M022: An Immunofluorescent Assay for Determining the Invasiveness
of A549 Cells by Burkholderia (Pseudomonas) Cepacia.
J.L. Tipper, E. Ingham, J.H. Cove, N.J. Todd1,
J.M. Littlewood2 & K.G. Kerr (Dept. of Microbiology, University
of Leeds, Depts. of 'Microbiology & 2Paediatrics, St. James's
University Hospital, Leeds, UK).
The acquisition of B. cepacia in some patients with cystic fibrosis results in asymptomatic colonisation, whereas others experience a rapid deterioration in clinical condition. It is thought that the latter is associated with colonisation with strains of B. cepacia that have increased pathogenic potential. It is also likely that the ability of B. cepacia to invade respiratory epithelial cells is an important virulence factor. This study aimed to determine whether clinical strains of B. cepacia were able to invade the respiratory epithelial cell line A549, using cell culture techniques and a differential immunofluorescence assay. Briefly, rabbit polyclonal antibodies (pAb) were raised against B. cepacia C1359. A549 monolayers were infected with B. cepacia, fixed with paraformaldehyde and incubated with diluted pAb for 45 min.

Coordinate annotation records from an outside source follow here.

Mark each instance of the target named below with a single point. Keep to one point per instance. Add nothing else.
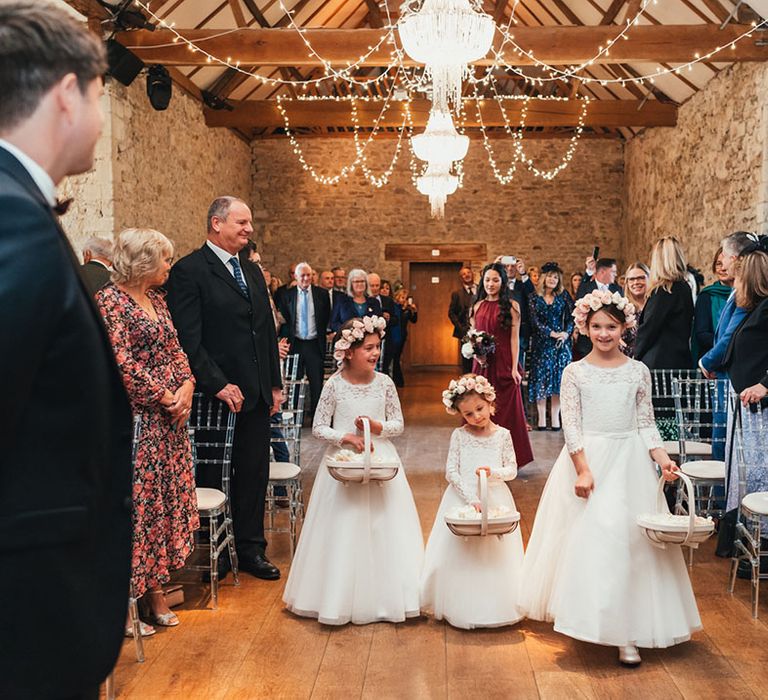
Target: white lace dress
(361, 547)
(588, 566)
(473, 581)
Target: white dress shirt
(312, 324)
(41, 178)
(226, 258)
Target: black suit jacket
(95, 276)
(746, 359)
(458, 311)
(288, 308)
(65, 461)
(583, 345)
(664, 334)
(229, 337)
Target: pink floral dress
(165, 507)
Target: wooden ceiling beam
(554, 45)
(253, 114)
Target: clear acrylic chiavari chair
(750, 445)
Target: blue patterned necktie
(238, 274)
(303, 314)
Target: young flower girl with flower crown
(361, 548)
(473, 581)
(588, 566)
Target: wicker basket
(483, 525)
(362, 473)
(687, 530)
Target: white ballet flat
(629, 656)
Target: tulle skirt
(359, 555)
(589, 567)
(472, 581)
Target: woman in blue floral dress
(552, 326)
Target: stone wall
(706, 177)
(156, 169)
(350, 223)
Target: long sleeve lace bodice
(601, 400)
(341, 403)
(467, 452)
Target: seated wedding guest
(306, 310)
(458, 311)
(552, 322)
(665, 324)
(599, 274)
(356, 303)
(636, 282)
(65, 431)
(746, 361)
(405, 313)
(159, 383)
(97, 259)
(339, 279)
(709, 305)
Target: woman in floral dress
(159, 383)
(551, 351)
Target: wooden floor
(252, 648)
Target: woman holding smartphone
(405, 313)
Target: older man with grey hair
(97, 261)
(220, 307)
(307, 311)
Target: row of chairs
(711, 421)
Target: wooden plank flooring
(252, 648)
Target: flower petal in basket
(662, 527)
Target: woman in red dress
(497, 314)
(159, 383)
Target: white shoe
(629, 656)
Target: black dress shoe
(260, 567)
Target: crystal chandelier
(446, 35)
(440, 145)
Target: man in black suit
(65, 421)
(459, 308)
(97, 259)
(307, 312)
(222, 314)
(600, 274)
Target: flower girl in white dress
(473, 581)
(361, 548)
(588, 566)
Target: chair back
(212, 433)
(750, 439)
(701, 410)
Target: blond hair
(137, 253)
(751, 279)
(668, 264)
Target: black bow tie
(62, 206)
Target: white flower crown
(479, 384)
(595, 301)
(359, 329)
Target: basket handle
(366, 450)
(483, 489)
(661, 504)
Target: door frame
(407, 253)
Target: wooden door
(431, 340)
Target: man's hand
(277, 401)
(232, 396)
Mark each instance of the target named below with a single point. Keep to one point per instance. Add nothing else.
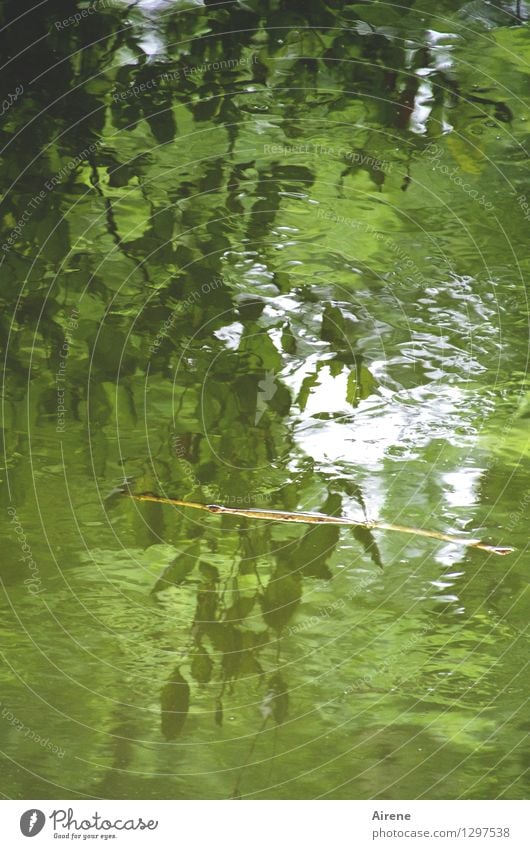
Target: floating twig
(318, 519)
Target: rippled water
(292, 277)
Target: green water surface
(267, 255)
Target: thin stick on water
(318, 519)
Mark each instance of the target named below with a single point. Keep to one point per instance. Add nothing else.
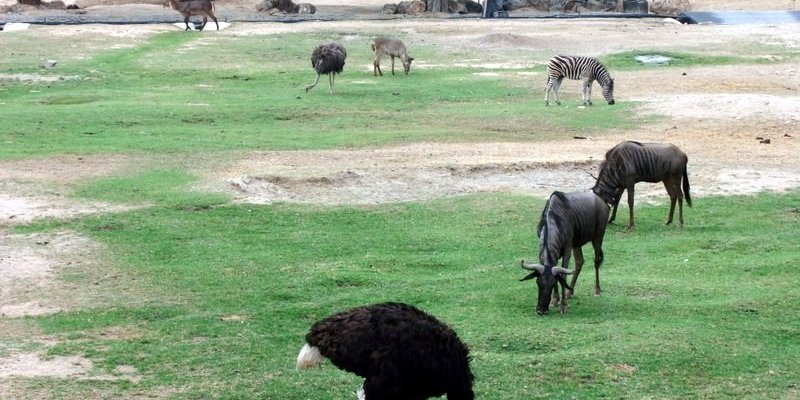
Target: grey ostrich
(328, 59)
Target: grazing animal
(630, 162)
(328, 59)
(286, 6)
(194, 7)
(402, 352)
(393, 48)
(586, 69)
(568, 221)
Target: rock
(411, 7)
(472, 6)
(669, 7)
(48, 64)
(454, 6)
(389, 8)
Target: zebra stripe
(586, 69)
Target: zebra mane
(603, 77)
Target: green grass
(695, 312)
(249, 96)
(161, 187)
(225, 292)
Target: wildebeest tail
(309, 357)
(686, 187)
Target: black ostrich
(328, 59)
(404, 353)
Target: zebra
(630, 162)
(587, 69)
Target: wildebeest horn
(533, 267)
(560, 270)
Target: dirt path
(716, 114)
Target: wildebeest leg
(309, 87)
(565, 264)
(214, 18)
(376, 67)
(617, 197)
(597, 244)
(673, 197)
(630, 205)
(578, 253)
(556, 298)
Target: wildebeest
(630, 162)
(328, 59)
(403, 352)
(285, 6)
(194, 7)
(568, 221)
(394, 48)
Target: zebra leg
(587, 92)
(578, 253)
(309, 87)
(558, 86)
(548, 88)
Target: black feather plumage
(403, 352)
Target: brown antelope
(194, 7)
(393, 48)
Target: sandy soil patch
(29, 268)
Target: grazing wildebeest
(328, 59)
(394, 48)
(403, 352)
(194, 7)
(568, 221)
(630, 162)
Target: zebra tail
(686, 187)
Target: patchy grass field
(685, 312)
(177, 291)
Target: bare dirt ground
(718, 115)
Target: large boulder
(411, 7)
(669, 7)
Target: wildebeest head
(546, 279)
(607, 185)
(608, 91)
(407, 64)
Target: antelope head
(546, 279)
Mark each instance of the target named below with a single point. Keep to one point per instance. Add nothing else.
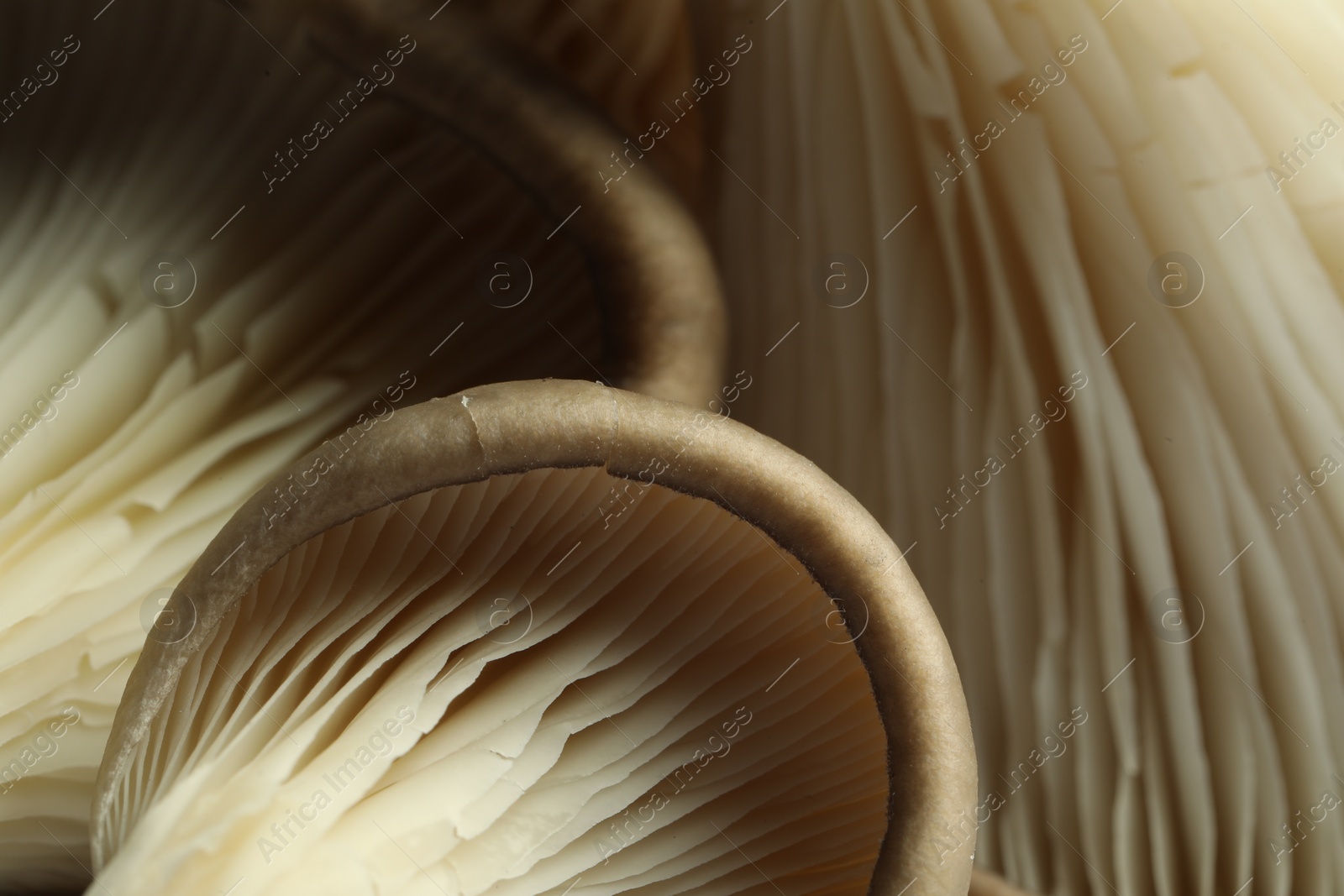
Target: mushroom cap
(517, 427)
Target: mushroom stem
(651, 266)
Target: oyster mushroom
(483, 656)
(1163, 553)
(136, 419)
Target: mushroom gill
(1068, 309)
(546, 638)
(188, 304)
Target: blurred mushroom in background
(214, 264)
(1053, 289)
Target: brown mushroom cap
(517, 427)
(652, 270)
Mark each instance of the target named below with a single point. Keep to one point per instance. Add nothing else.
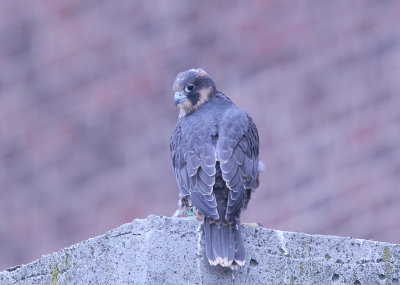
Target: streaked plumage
(214, 151)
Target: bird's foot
(253, 224)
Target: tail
(224, 243)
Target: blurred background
(86, 112)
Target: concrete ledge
(162, 250)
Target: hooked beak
(179, 97)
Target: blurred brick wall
(86, 112)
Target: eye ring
(189, 88)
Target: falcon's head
(192, 88)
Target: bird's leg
(252, 224)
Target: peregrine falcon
(214, 152)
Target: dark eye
(189, 88)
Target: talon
(253, 224)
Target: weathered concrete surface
(161, 250)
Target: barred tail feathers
(224, 243)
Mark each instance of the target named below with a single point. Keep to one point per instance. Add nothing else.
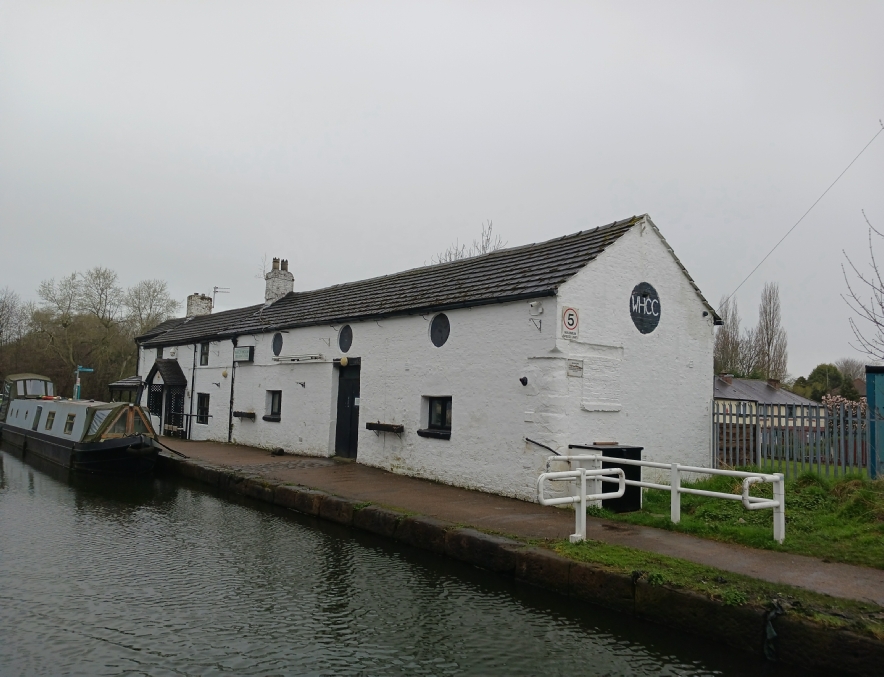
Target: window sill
(437, 434)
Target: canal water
(161, 577)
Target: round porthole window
(644, 307)
(345, 338)
(440, 328)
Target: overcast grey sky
(186, 140)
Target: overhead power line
(788, 232)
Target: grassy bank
(732, 589)
(841, 520)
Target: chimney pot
(279, 281)
(199, 304)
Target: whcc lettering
(644, 307)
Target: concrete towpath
(530, 520)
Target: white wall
(662, 380)
(655, 387)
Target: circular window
(345, 338)
(440, 328)
(644, 307)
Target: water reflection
(157, 577)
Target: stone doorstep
(799, 642)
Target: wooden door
(347, 430)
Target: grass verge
(839, 520)
(731, 589)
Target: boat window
(98, 419)
(119, 426)
(35, 387)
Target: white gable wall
(662, 381)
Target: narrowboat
(99, 437)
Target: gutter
(234, 341)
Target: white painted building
(597, 336)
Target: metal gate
(828, 439)
(173, 424)
(155, 402)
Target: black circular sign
(644, 306)
(439, 330)
(345, 338)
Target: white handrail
(778, 503)
(581, 498)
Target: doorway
(174, 418)
(347, 429)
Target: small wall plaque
(244, 354)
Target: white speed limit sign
(570, 323)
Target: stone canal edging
(785, 637)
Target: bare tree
(147, 304)
(866, 298)
(100, 295)
(851, 368)
(726, 352)
(14, 316)
(61, 298)
(487, 243)
(770, 335)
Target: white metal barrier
(581, 498)
(778, 503)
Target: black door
(174, 419)
(347, 431)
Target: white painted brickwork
(651, 390)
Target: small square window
(440, 413)
(202, 407)
(438, 418)
(273, 405)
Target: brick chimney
(279, 281)
(199, 304)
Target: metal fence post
(780, 510)
(675, 499)
(580, 518)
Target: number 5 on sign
(570, 323)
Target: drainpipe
(192, 394)
(232, 381)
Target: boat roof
(25, 375)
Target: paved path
(529, 520)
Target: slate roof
(128, 383)
(755, 390)
(529, 271)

Extracellular bacteria were labelled with a fluorescein isothiocyanate (FITC) conjugated secondary antibody for 30 min. A549 cell membranes were permeabilized with PBS containing 0.3% (v/v) Triton X-100. Monolayers were then incubated with diluted pAb for 45 min and intracellular bacteria were labelled with a Texas Red conjugated secondary antibody. Labelled monolayers were viewed using confocal laser scanning microscopy or with a fluorescence microscope fitted with a dual filter. We have shown that B. cepacia C1359 (provided by Dr. J. Govan, University of Edinburgh) is invasive for A549 respiratory epithelial cells, and in addition, experiments using non-viable (heat or uv killed) cells showed that intracellular B. cepacia occur as a result of active invasion and not by phagacytosis of the bacteria by the A549 cells. We now intend to examine a variety of strains from both clinical and environmental sources to test the hypothesis that invasion of respiratory epithelial cells is an important virulence factor.